MySQL——GROUP BY语句详解

MySQL——GROUP BY语句详解

1. GROUP BY语句

​ Group By语句可以根据一个或多个列对结果集进行分组,在分组的列上我们可以使用COUNT, SUM, AVG等函数。它的语法为select column_name, function(column_name) from table_name where column_name operator value group by column_name;

​ 这里,我们使用employee_tbl数据表来分析一些实例。首先,employee_tbl数据表的生成代码如下。

create table employee_tbl(
	id int not null,
    name char(10) not null default '',
    date datetime not null,
    singin tinyint(4) not null default '0',
    primary key(id)
)engine=InnoDB default charset=utf8;
insert into employee_tbl values
            ('1', '小明', '2016-04-22 15:25:33', '1'),
            ('2', '小王', '2016-04-20 15:25:47', '3'),
            ('3', '小丽', '2016-04-19 15:26:02', '2'),
            ('4', '小王', '2016-04-07 15:26:14', '4'),
            ('5', '小明', '2016-04-11 15:26:40', '4'),
            ('6', '小明', '2016-04-04 15:26:54', '2');

​ employee_tbl数据表的结果如下。

+----+------+---------------------+--------+
| id | name | date                | singin |
+----+------+---------------------+--------+
|  1 | 小明 | 2016-04-22 15:25:33 |      1 |
|  2 | 小王 | 2016-04-20 15:25:47 |      3 |
|  3 | 小丽 | 2016-04-19 15:26:02 |      2 |
|  4 | 小王 | 2016-04-07 15:26:14 |      4 |
|  5 | 小明 | 2016-04-11 15:26:40 |      4 |
|  6 | 小明 | 2016-04-04 15:26:54 |      2 |
+----+------+---------------------+--------+

​ 可以使用Group By语句将employee_tbl按name进行分组,并统计每个人有多少条记录,代码和结果如下。
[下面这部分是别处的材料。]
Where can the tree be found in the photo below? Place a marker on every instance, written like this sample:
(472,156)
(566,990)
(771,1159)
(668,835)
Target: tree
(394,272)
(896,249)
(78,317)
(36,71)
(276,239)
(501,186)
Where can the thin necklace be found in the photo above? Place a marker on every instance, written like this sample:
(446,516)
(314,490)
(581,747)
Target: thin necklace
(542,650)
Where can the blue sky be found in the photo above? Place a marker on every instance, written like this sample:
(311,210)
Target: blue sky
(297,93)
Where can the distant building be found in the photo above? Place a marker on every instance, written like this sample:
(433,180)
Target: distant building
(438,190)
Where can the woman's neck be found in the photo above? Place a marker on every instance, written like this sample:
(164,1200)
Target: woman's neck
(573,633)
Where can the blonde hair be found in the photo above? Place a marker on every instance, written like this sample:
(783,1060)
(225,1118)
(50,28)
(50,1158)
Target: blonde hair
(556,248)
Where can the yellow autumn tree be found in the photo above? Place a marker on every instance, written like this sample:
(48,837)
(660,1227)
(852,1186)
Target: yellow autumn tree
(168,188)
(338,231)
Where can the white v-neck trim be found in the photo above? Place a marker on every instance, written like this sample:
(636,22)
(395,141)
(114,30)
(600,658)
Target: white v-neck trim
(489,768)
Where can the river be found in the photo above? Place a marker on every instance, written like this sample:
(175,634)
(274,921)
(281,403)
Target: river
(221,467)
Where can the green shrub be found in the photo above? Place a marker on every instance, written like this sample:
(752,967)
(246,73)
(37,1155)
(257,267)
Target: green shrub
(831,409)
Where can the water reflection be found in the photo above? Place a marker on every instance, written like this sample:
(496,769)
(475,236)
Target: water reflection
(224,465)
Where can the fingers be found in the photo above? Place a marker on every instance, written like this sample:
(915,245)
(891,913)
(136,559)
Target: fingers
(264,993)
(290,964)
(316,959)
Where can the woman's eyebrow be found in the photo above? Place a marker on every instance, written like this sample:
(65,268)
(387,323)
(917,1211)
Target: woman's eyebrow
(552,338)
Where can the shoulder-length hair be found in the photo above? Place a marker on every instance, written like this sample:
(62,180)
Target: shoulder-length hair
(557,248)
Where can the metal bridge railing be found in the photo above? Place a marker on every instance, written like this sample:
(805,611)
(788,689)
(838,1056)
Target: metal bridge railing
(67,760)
select name, COUNT(*) from employee_tbl group by name;
+------+----------+
| name | COUNT(*) |
+------+----------+
| 小明 |        3 |
| 小王 |        2 |
| 小丽 |        1 |
+------+----------+

​ 使用with rollup可以实现在分组统计数据的基础上再进行总的统计,用NULL表示,代码和结果如下。

select name, SUM(singin) as singin_count from employee_tbl group by name with rollup;
+------+--------------+
| name | singin_count |
+------+--------------+
| 小丽 |            2 |
| 小明 |            7 |
| 小王 |            7 |
| NULL |           16 |
+------+--------------+

​ 可以使用coalesce来设置一个可以取代NULL的名称,select coalesce(a, b, c)说明:如果a == null, 则选择b;如果b == null,则选择c;如果a!=null,则选择a;如果a、b、c都为null,则返回null。代码和结果如下所示。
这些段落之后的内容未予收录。